Una tonnellata di cozze nere, per un valore di 3500 euro, è stata sequestrata a Taranti da Carabinieri e Asl, per la mancanza di tracciabilita’. Fattore che assieme alla vendita legale, e quindi non dagli abusivi, siano garanzia per un acquisto sicuro, controllato e che non sia nocivo per la salute. Lo sottolinea il Dipartimento di Prevenzione dell’Asl di Taranto nella Relazione sulle attività del 2011-2018 in relazione alla presenza di agenti inquinanti Diossine e PCB. Potenziati i controlli sulla “ produzione primaria locale, sulla quale si eseguono costantemente diverse tipologie di prelievi analitici, quelli routinari previsti dal Piano Regionale Integrato dei Controlli ufficiali (PRIC) e quelli straordinari, specifici per Taranto, con la verifica della contaminazione degli alimenti da parte di Diossine, Furani e PCB (PCDD/F e PCB-DL/nonDL)”.

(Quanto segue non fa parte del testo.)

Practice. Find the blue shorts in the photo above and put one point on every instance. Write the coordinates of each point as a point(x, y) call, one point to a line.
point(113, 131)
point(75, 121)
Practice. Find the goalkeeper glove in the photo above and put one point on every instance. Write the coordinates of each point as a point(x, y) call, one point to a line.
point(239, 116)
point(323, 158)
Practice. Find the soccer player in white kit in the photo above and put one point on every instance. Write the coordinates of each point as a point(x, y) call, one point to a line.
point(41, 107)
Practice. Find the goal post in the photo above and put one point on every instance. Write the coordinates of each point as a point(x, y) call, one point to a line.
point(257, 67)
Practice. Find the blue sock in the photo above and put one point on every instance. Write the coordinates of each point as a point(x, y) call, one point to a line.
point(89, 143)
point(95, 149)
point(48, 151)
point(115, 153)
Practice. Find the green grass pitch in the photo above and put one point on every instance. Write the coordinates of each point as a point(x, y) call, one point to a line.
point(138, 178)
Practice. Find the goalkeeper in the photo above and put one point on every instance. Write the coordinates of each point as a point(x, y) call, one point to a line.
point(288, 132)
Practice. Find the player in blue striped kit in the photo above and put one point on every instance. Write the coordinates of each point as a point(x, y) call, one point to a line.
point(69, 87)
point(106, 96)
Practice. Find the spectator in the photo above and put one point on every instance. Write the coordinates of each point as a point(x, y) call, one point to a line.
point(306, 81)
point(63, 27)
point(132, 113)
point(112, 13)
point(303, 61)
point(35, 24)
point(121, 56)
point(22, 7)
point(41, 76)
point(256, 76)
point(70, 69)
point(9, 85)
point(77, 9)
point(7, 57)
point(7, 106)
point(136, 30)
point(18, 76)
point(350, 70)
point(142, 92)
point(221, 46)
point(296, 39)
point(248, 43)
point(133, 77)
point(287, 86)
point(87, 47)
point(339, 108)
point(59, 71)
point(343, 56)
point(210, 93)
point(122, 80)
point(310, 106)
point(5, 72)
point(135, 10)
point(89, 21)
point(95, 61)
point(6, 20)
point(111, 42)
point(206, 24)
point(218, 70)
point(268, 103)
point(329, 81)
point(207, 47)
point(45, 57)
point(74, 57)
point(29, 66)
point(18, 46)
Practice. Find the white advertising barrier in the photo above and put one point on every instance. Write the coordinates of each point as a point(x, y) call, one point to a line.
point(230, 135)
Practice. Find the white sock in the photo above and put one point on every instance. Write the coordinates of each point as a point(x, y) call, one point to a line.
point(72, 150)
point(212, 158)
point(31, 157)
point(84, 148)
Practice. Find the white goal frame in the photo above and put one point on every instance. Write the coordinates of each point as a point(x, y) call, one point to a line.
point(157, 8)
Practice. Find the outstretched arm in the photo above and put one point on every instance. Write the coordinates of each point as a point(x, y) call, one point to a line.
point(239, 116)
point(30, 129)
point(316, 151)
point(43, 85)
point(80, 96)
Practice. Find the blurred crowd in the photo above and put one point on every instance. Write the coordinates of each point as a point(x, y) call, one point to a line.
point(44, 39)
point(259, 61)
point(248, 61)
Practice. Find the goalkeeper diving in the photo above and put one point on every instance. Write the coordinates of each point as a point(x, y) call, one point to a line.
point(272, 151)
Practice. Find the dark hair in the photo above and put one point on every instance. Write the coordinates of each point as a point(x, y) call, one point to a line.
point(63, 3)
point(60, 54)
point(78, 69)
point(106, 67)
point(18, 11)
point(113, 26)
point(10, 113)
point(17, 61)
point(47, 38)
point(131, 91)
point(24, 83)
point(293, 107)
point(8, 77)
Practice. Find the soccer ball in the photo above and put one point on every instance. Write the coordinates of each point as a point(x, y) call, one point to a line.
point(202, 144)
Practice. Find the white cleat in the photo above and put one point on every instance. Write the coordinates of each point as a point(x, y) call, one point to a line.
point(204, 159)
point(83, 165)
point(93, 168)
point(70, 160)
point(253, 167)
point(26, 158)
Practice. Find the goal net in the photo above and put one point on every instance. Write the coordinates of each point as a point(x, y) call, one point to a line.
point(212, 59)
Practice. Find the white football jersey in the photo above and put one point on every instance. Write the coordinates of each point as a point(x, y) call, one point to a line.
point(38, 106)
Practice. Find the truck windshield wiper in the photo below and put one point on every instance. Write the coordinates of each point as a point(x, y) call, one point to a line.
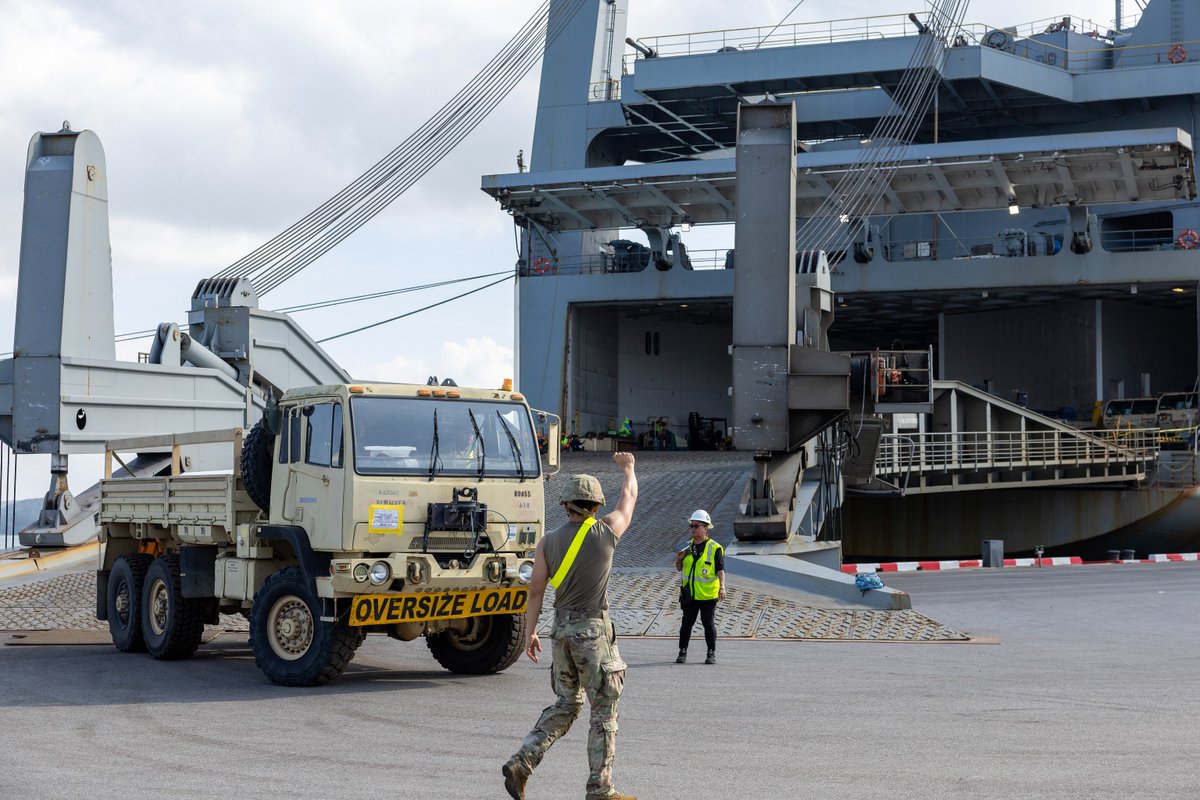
point(513, 444)
point(479, 437)
point(435, 457)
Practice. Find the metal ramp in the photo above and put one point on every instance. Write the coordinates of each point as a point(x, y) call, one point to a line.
point(975, 440)
point(73, 519)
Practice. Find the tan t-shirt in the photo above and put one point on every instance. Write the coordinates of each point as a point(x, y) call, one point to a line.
point(586, 585)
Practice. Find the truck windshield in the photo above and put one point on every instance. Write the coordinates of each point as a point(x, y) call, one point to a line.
point(395, 435)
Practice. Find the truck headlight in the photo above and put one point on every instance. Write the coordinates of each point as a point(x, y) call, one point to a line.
point(381, 572)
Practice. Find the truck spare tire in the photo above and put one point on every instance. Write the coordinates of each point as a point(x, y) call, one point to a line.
point(256, 464)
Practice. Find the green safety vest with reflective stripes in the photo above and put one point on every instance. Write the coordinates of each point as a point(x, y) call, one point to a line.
point(700, 576)
point(571, 552)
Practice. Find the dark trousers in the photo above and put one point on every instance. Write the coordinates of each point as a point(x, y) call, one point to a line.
point(707, 611)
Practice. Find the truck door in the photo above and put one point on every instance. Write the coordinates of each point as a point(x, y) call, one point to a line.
point(316, 492)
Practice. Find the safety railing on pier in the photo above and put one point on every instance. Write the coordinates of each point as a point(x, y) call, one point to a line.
point(969, 459)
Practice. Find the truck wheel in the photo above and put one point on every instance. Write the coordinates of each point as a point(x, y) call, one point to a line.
point(292, 645)
point(479, 645)
point(256, 464)
point(124, 601)
point(171, 623)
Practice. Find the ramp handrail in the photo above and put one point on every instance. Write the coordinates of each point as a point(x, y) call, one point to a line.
point(984, 450)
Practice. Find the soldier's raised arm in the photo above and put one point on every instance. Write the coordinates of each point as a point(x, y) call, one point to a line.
point(618, 518)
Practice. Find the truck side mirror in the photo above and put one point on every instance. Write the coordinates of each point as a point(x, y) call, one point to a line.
point(553, 440)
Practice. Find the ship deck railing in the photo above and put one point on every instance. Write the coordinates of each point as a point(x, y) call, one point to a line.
point(1027, 41)
point(1007, 244)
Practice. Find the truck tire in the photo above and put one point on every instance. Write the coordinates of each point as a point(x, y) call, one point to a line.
point(124, 601)
point(483, 645)
point(256, 464)
point(171, 623)
point(292, 645)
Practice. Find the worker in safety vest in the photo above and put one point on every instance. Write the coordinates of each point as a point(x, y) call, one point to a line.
point(701, 567)
point(576, 559)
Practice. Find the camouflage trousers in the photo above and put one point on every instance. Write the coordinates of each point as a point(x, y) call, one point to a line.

526 campioni sono stati esaminati nel primo caso, con controlli di natura microbiologica, biotossicologica e chimica, tutti risultati conformi alla legge. Per quanto attiene al Piano Straordinario di Monitoraggio e Sorveglianza Attiva degli impianti di mitilicoltura, dal mese di febbraio 2011 a quello di dicembre 2017, effettuati 742 prelievi (mitili e ostriche) per la ricerca di diossine e PCB nelle aree classificate per la molluschicoltura (Primo Seno Mar Piccolo, Secondo Seno Mar Piccolo, Mar Grande), riscontrando complessivamente n. 70 non conformità ai limiti di legge, esclusivamente nei mitili allevati nel Primo Seno Mar Piccolo.

Fra il mese di gennaio e quello di giugno dell’anno in corso sono stati prelevati complessivamente 51 campioni (48 di mitili e 3 di ostriche), ripartiti fra Primo Seno del Mar Piccolo (43,1%), Secondo Seno del Mar Piccolo (29,4%) e Mar Grande di Taranto (27,5%). Complessivamente, 16 campioni di mitili del primo seno mar piccolo sono risultati non conformi in relazione ai limiti di legge. Tutti i mitili campionati nel Secondo Seno del Mar Piccolo e nel Mar Grande, invece, sono risultati a norma.

Per L asl in conclusione è necessario “prorogare le misure di prevenzione sanitaria adottate fino a revoca subordinata al completamento dell’intervento di ambientalizzazione e all’evidenza analitica di eliminazione del rischio sanitario”. Raccomanda di “anticipare la data entro la quale è consentita la movimentazione del novellame prodotto nell’anno precedente, al 28 febbraio di ogni anno”. Implementati i controlli poi sui surgelati, nelle pescherie e per gli ambulanti non autorizzati.

La raccomandazione infine al consumatore : acquistare i mitili solo da chi opera nel rispetto delle disposizioni vigenti.